Message Reliability: Durable SQLite Outbox, Recovery Worker, and Unified sendPayload

## Background

OpenClaw currently implements outbound delivery reliability as a collection of subsystem-specific mechanisms: a file-based delivery queue (`delivery-queue/*.json`), channel-specific retry rules, startup-only orphan replay, and local permanent-error classification. Issue and PR history shows repeated failures at subsystem boundaries, especially during restart, crash, and reconnect windows.

Recurring user-visible failures:

- **Messages lost after crash/restart** — if the gateway dies after generating a reply but before the file-queue write completes (or the send succeeds), the message is lost permanently (#22376, #9208, #14827, #26783).
- **Retries run forever** — failed entries have no TTL or permanent-error classification; they retry indefinitely, consuming resources and causing periodic hangs (#23777, #24353).
- **No message expiry** — stale queued deliveries from hours or days ago can be delivered unexpectedly when the queue is finally processed (#16555).
- **Recovery only at startup** — the queue processor only fires on gateway boot; a failed send during normal operation can wait hours for the next restart (#21722).
- **Duplicate replies after restart** — channels like Telegram and WhatsApp redeliver unacknowledged messages; after a gateway restart the in-memory seen-set is cleared and the bot replies twice (#26764, #14431).

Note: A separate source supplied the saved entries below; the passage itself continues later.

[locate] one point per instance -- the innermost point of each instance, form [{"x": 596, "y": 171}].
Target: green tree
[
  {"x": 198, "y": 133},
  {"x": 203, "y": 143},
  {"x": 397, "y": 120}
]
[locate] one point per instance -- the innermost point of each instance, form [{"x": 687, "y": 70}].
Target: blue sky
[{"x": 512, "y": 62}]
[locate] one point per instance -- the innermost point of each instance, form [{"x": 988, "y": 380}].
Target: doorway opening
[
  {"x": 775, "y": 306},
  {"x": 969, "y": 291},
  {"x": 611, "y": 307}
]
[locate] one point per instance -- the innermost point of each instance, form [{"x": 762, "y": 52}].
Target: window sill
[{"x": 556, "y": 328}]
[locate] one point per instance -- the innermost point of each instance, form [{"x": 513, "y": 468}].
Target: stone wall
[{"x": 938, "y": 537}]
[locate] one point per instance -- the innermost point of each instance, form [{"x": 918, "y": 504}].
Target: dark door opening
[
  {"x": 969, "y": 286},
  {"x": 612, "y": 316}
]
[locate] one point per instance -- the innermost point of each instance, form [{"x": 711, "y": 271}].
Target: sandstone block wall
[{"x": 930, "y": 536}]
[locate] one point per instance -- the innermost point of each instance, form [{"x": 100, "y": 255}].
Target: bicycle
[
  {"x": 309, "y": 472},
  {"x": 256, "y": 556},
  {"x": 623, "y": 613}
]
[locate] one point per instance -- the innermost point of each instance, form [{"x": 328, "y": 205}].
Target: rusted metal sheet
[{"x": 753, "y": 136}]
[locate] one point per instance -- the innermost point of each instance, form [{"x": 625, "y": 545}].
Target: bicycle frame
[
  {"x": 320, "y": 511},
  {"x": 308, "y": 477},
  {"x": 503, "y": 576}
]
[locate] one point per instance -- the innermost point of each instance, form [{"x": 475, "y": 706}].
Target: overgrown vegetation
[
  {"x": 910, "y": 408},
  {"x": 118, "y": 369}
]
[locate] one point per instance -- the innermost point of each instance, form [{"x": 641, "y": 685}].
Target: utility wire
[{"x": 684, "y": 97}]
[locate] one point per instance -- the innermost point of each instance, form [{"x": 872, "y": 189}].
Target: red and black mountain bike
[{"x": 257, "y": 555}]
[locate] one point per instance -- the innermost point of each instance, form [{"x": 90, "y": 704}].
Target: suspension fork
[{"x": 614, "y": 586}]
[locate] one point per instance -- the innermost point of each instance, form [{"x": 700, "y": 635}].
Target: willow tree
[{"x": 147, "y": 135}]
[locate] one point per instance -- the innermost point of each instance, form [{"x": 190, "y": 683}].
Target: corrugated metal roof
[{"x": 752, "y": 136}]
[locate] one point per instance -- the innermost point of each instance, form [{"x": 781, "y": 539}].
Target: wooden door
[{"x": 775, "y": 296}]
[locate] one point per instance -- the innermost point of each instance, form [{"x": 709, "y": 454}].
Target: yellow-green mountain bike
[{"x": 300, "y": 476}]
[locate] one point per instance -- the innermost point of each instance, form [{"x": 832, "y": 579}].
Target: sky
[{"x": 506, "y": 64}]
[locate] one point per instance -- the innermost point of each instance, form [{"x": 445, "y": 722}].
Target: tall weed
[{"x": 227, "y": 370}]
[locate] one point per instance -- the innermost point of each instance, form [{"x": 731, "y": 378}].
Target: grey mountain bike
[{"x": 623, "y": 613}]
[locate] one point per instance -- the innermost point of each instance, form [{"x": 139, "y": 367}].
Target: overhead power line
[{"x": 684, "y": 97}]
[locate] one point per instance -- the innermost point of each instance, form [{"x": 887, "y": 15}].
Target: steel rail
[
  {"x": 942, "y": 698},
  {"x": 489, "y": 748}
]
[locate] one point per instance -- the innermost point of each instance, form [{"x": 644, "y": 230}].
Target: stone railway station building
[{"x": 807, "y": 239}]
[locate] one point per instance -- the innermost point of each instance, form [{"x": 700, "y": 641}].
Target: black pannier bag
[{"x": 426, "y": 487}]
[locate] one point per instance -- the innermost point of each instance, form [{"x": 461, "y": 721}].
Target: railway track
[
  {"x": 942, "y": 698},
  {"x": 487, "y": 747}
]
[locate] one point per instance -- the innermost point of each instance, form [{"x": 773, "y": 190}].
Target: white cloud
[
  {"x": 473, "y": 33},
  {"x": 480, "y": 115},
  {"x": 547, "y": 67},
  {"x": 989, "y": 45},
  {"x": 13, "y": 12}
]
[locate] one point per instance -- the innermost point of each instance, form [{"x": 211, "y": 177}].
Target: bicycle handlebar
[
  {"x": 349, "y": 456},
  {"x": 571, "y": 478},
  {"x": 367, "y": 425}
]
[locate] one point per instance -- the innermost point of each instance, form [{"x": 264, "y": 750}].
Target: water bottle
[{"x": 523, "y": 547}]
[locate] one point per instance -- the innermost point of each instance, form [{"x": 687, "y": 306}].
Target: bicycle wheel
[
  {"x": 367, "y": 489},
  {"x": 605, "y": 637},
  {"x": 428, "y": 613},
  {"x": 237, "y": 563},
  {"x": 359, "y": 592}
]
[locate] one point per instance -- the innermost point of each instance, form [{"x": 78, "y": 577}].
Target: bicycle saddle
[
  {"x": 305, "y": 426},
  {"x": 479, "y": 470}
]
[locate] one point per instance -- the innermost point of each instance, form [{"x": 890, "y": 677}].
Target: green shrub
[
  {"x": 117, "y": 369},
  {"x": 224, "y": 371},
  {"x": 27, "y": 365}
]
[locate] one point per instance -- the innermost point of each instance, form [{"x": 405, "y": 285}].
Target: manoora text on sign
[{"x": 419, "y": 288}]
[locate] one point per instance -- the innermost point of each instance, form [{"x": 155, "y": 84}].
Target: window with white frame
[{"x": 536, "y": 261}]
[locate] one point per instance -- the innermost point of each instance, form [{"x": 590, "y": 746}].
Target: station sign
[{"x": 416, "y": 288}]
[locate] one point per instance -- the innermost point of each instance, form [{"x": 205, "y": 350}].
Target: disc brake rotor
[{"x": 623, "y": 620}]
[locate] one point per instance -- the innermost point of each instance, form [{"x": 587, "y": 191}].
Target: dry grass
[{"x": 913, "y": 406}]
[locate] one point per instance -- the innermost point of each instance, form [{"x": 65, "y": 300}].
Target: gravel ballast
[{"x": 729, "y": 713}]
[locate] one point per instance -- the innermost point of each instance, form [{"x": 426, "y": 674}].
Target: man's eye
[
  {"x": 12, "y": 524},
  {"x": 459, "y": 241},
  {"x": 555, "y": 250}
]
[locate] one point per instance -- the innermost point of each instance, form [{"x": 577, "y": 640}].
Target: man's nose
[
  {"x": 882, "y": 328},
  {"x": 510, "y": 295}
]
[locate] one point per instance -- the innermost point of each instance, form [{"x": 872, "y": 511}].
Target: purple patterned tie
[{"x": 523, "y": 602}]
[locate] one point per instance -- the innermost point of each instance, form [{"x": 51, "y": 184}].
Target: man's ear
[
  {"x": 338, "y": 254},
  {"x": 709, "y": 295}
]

The file-based queue is not atomic, not queryable, and accumulates silently — there is no status tracking, no per-entry retry state, and no pruning. A crash mid-write produces a corrupt entry. The outbound path also splits between `sendText` and `sendMedia` as separate adapter methods, forcing the delivery layer to coordinate text chunking, media ordering, and `channelData` dispatch across two code paths — behavior is inconsistent across channels.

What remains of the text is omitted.